El amanecer, un café, el aroma del pan tostado y la calma habitando por doquier. La soledad tan bella acompaña mis pensamientos mas profundos, la sensación cómoda que genera el pijama y las chancletas, el pelo aún sin peinar, un bostezo corto y el amanecer saludando de cerca.
La mañana siempre me ha parecido el momento mas preciso de un día ordinario; tan común como los demás, pero tan único y especial. Genera un sentimiento maravilloso, un reencuentro conmigo misma, el placer de un desayuno rutinario, el disfrute de charlarme como si estuviera loca, felizmente loca y sin importar nada mas que ese instante a solas, en la cocina, junto a la ventana, dándole la bienvenida a este amanecer, imperdible, apasionante e inspirador.
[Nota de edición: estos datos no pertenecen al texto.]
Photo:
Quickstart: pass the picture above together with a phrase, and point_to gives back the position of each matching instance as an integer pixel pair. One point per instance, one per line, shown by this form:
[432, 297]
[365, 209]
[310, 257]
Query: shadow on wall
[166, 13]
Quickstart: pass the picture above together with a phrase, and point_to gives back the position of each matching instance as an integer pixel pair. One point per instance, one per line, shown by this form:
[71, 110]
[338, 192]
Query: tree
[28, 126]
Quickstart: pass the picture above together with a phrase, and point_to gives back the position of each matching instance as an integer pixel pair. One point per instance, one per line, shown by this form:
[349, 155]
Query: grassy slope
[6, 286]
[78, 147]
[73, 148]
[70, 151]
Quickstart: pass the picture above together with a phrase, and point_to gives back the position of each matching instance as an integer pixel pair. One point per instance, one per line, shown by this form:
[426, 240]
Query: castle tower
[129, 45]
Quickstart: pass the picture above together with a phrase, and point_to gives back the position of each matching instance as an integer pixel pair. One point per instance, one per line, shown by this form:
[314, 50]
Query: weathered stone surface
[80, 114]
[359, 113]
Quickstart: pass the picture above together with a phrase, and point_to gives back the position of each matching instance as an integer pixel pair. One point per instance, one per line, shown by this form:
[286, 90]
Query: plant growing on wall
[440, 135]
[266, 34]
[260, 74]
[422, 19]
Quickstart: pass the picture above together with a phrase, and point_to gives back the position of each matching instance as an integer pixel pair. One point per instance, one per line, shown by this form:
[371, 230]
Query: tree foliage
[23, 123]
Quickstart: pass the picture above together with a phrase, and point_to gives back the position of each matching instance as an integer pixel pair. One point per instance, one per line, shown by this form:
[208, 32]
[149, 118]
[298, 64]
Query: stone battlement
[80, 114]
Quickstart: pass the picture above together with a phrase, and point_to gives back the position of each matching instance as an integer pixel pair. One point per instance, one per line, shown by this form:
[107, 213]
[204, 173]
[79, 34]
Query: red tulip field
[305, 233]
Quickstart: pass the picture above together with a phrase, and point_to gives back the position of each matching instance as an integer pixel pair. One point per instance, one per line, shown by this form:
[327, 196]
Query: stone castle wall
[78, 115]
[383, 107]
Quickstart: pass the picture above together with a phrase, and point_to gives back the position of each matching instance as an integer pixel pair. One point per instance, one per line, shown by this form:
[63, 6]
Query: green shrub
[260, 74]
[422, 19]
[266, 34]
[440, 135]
Veo el verde allá afuera, los árboles vestidos de sus hojas tan vivas y frescas rodeando la casa, las plantas, las flores y el amanecer cumpliendo el objetivo de un paisaje perfecto, que me sienta bien y muy afortunada de ser testigo de esa vista, con la cualidad de transmitirme paz interior, regalándome el don de poder oír al silencio y gozarlo con tanta facilidad, anhelando que se pare el tiempo justo cuando comienza a amanecer, para poder de esa forma sentirme con la suerte de verlo lucirse y pensar que todo tiene sentido, sin que corra el reloj, tomando un sorbo de mi café mientras observo la ventana y me enamoro una vez mas de la invitación del Señor de apreciar semejante belleza.
Y creo fuertemente que vale la pena despertar en brazos del amanecer único y especial.